Paso el resto de la tarde sola en casa y aprovecho para hacer limpieza y poner un poco de orden en mi cabeza. Me encuentro en un estado de ansiedad desconcertante. Mientras limpio no consigo quitarme de encima la imagen de la pareja haciendo sexo. ¿Qué ha pasado? Tengo la sensación de que algo inquietante se ha despertado en mí y el detonante ha sido la imagen de la chica a cuatro patas entregada a algo tan íntimo sin ningún pudor. Intento imaginármela en su vida cotidiana. Seguro que es una vida normal y ordinaria como la mía. Limpiará la casa y hará la compra y todo ese montón de cosas que hacemos las mujeres pero ella carga a sus espaldas con una historia, un secreto… Ha cruzado una línea roja y en mi imaginación eso la convierte en una especie de heroína, en una santa. Me siento a punto de estallar.

Cuando Frank vuelve a casa, follamos. Está eufórico, porque ha ganado su equipo y no nota nada extraño. Las cervezas y los chupitos de vodka que me he bebido, se me han subido a la cabeza y estoy borracha y el alcohol hace que me sienta extrañamente lúcida y excitada.

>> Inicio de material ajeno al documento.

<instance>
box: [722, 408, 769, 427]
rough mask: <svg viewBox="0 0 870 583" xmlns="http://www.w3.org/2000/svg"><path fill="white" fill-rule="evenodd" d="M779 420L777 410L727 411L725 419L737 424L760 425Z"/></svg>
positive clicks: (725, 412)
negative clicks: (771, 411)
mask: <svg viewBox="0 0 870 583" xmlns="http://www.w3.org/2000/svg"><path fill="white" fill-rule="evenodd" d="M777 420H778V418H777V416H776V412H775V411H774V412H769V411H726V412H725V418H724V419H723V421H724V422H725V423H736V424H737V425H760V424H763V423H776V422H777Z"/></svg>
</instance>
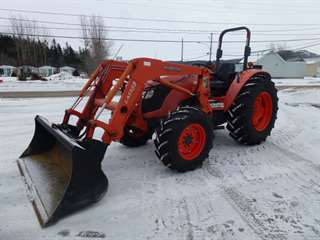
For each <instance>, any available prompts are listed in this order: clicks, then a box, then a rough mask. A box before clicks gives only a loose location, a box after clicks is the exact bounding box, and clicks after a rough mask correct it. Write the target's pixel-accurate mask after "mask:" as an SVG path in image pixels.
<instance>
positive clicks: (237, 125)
mask: <svg viewBox="0 0 320 240" xmlns="http://www.w3.org/2000/svg"><path fill="white" fill-rule="evenodd" d="M237 30H245V31H246V33H247V41H246V46H245V52H244V61H243V69H242V71H239V72H236V71H235V67H234V65H233V64H229V63H222V62H221V61H220V59H221V57H222V50H221V46H222V40H223V36H224V35H225V34H226V33H227V32H232V31H237ZM250 51H251V50H250V31H249V29H248V28H246V27H239V28H233V29H227V30H225V31H223V32H222V33H221V35H220V38H219V47H218V50H217V60H216V62H215V69H216V70H215V71H211V70H210V69H209V68H206V67H199V66H188V65H183V64H175V63H170V62H164V61H160V60H156V59H150V58H137V59H133V60H131V61H129V62H128V63H127V62H121V61H113V60H107V61H105V62H103V63H101V64H100V66H99V67H98V68H97V70H96V71H95V73H94V74H93V75H92V77H91V78H90V80H89V81H88V82H87V83H86V84H85V86H84V87H83V89H82V91H81V93H80V96H79V97H78V98H77V100H76V101H75V103H74V104H73V105H72V107H71V108H70V109H67V110H66V111H65V115H64V118H63V122H62V123H61V124H51V123H50V122H48V121H47V120H46V119H45V118H43V117H40V116H36V118H35V123H36V129H35V134H34V136H33V139H32V141H31V143H30V145H29V147H28V148H27V149H26V150H25V152H24V153H23V154H22V155H21V157H20V158H19V160H18V166H19V169H20V172H21V174H22V175H23V176H24V178H25V182H26V184H27V186H28V191H29V196H30V198H31V201H32V204H33V207H34V209H35V212H36V215H37V216H38V219H39V221H40V224H41V225H42V226H47V225H49V224H52V223H54V222H55V221H57V220H58V219H59V218H61V217H63V216H65V215H67V214H69V213H71V212H74V211H76V210H78V209H81V208H83V207H85V206H87V205H89V204H91V203H94V202H97V201H99V200H100V199H101V198H102V197H103V195H104V193H106V191H107V188H108V180H107V177H106V176H105V174H104V173H103V171H102V170H101V161H102V160H103V158H104V155H105V152H106V149H107V147H108V146H109V145H110V144H111V143H112V142H113V141H116V142H120V143H122V144H124V145H126V146H128V147H138V146H141V145H144V144H145V143H146V142H147V141H148V140H150V139H151V138H152V136H154V144H155V153H156V155H157V156H158V158H159V159H160V161H161V162H162V163H163V164H164V165H165V166H167V167H169V168H171V169H173V170H176V171H179V172H185V171H189V170H194V169H196V168H198V167H200V166H201V165H202V163H203V161H204V160H205V159H206V158H207V157H208V154H209V151H210V150H211V148H212V141H213V130H214V129H215V128H219V127H221V126H223V124H225V123H226V127H227V129H228V130H229V132H230V136H231V137H232V138H233V139H235V140H236V141H237V142H239V143H241V144H246V145H255V144H259V143H261V142H263V141H265V140H266V138H267V136H268V135H270V133H271V130H272V128H273V127H274V123H275V120H276V115H277V110H278V98H277V91H276V89H275V87H274V83H273V82H272V81H271V76H270V75H269V74H268V73H267V72H265V71H263V70H262V69H261V67H259V66H254V65H251V66H248V57H249V55H250ZM81 101H86V102H84V103H85V104H84V105H82V104H81ZM81 106H82V107H81ZM70 117H76V119H77V121H76V123H74V124H73V125H72V124H71V123H70V121H69V120H70ZM97 128H99V129H102V132H103V133H102V134H101V136H100V137H97V132H98V131H96V130H97ZM97 138H99V140H98V139H97ZM100 139H101V140H100Z"/></svg>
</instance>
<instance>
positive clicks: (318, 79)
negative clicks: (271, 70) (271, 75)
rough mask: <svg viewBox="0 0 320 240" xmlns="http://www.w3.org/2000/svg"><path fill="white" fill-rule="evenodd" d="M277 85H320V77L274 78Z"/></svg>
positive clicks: (286, 85)
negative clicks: (302, 77)
mask: <svg viewBox="0 0 320 240" xmlns="http://www.w3.org/2000/svg"><path fill="white" fill-rule="evenodd" d="M272 81H274V83H275V84H276V86H305V85H317V86H320V78H311V77H305V78H283V79H279V78H278V79H276V78H275V79H272Z"/></svg>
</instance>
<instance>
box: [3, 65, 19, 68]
mask: <svg viewBox="0 0 320 240" xmlns="http://www.w3.org/2000/svg"><path fill="white" fill-rule="evenodd" d="M0 68H16V67H14V66H9V65H1V66H0Z"/></svg>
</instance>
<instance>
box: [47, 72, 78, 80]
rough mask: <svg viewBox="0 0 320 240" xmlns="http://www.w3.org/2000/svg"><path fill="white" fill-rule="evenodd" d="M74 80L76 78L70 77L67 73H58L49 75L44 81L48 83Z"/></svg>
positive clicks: (74, 77)
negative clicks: (61, 80) (49, 75)
mask: <svg viewBox="0 0 320 240" xmlns="http://www.w3.org/2000/svg"><path fill="white" fill-rule="evenodd" d="M75 78H77V77H74V76H72V75H71V74H70V73H68V72H60V73H57V74H54V75H51V76H49V77H46V79H47V80H49V81H61V80H73V79H75Z"/></svg>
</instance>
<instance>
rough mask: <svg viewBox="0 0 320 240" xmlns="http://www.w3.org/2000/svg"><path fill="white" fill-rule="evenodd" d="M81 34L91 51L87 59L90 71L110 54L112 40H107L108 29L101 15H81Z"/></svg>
mask: <svg viewBox="0 0 320 240" xmlns="http://www.w3.org/2000/svg"><path fill="white" fill-rule="evenodd" d="M80 23H81V34H82V39H83V42H84V48H85V50H87V51H88V52H89V56H87V59H85V65H86V68H87V71H88V72H90V73H91V72H92V71H93V70H94V69H95V68H96V66H97V65H98V64H99V63H100V62H101V61H103V60H104V59H106V58H107V57H108V56H109V55H110V47H111V42H109V41H106V36H107V30H106V27H105V24H104V21H103V18H102V17H100V16H95V15H93V16H91V17H87V16H81V18H80Z"/></svg>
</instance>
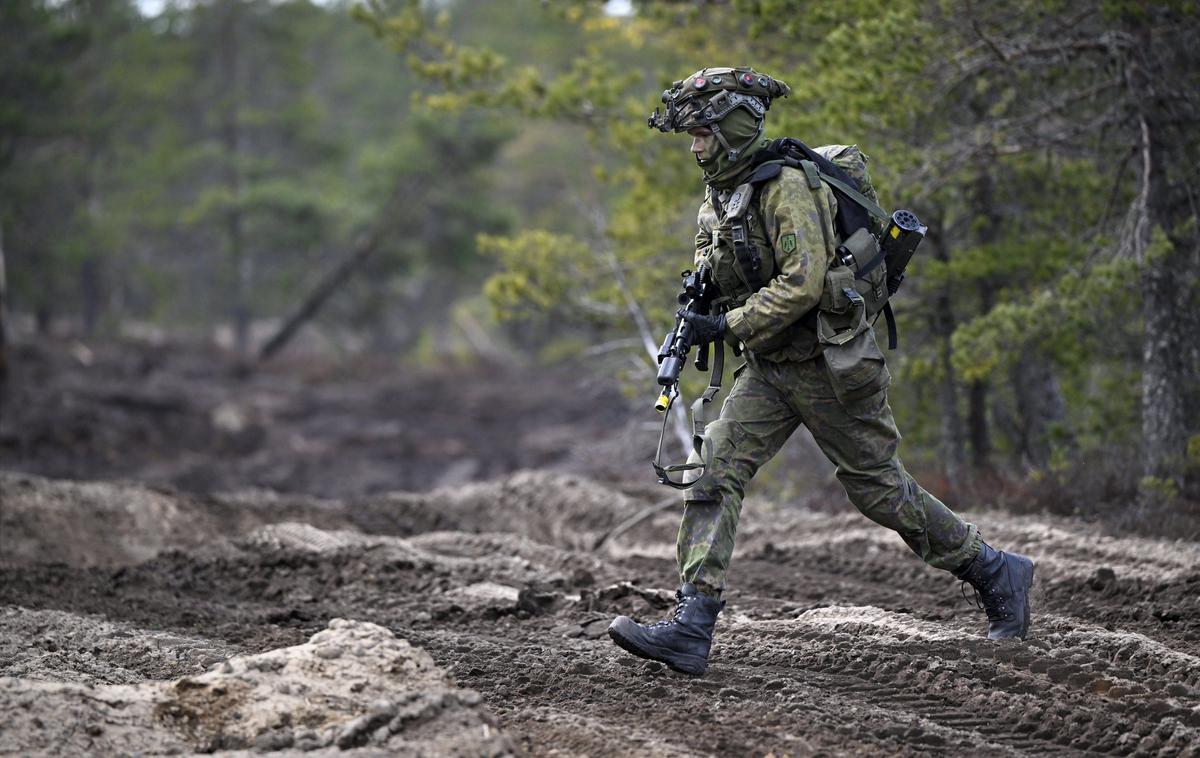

Creo que es la primera vez que realmente deseo hacerlo con Frank. Me siento hambrienta y me entrego sin control, de una manera casi desesperada. Cierro los ojos y me imagino girando sobre aquella plataforma de moqueta azul. Casi puedo sentir la fricción del roce de la fibra quemándome las rodillas y la excitación morbosa que provoco en los desconocidos que me observan a través del cristal. Me siento poderosa convertida en un objeto de deseo y entonces, mi cuerpo explota como un globo y se hace agua. El placer es tan intenso que lo siento subir, casi quemándome, por la espina dorsal hasta la cabeza y me derrumbo saciada y exhausta, creyendo que me desmayo. Entonces Frank se hace presente y dice: «Joder Blanca…” y yo abro los ojos y lo miro y me doy la vuelta sin decir nada. Quiero atesorar este momento que es mío, solo mío. Deseo que se vaya y me deje sola, porque necesito pensar. Tengo miedo de todo lo que ha pasado y miedo también de que no se vuelva a repetir.

No puedo dormir. Doy vueltas inquieta y sudorosa mientras Frank ronca a pierna suelta a mi lado. Cuando no puedo más, me levanto de la cama y angustiada me asomo a la ventana buscando un poco de aire pero la noche es tan bochornosa, tan silenciosa e inmóvil, que parece un escenario vacío iluminado por una luna artificial. El aire no se mueve en este tiempo congelado y yo soy la única cosa que respira y siento mi corazón latir acelerado y es como si toda yo desprendiera una energía que choca con un muro invisible y vuelve a mí golpeándome con una fuerza renovada. Me meto bajo la ducha en un intento vano de apaciguarme. Me enjabono con rabia y dejo que el agua fría arrastre toda la inmundicia de mi cuerpo, porque así me siento: sucia e inmunda. Luego me seco y miro mi imagen en el espejo. Soy yo, Blanca, con el pelo mojado cayéndome sobre la cara y los labios ligeramente hinchados. Mis ojos brillan con una determinación desconocida, parecen querer decirme algo. Se que se ha abierto una brecha y que  un montón de preguntas, esperando respuesta, flotan en el aire.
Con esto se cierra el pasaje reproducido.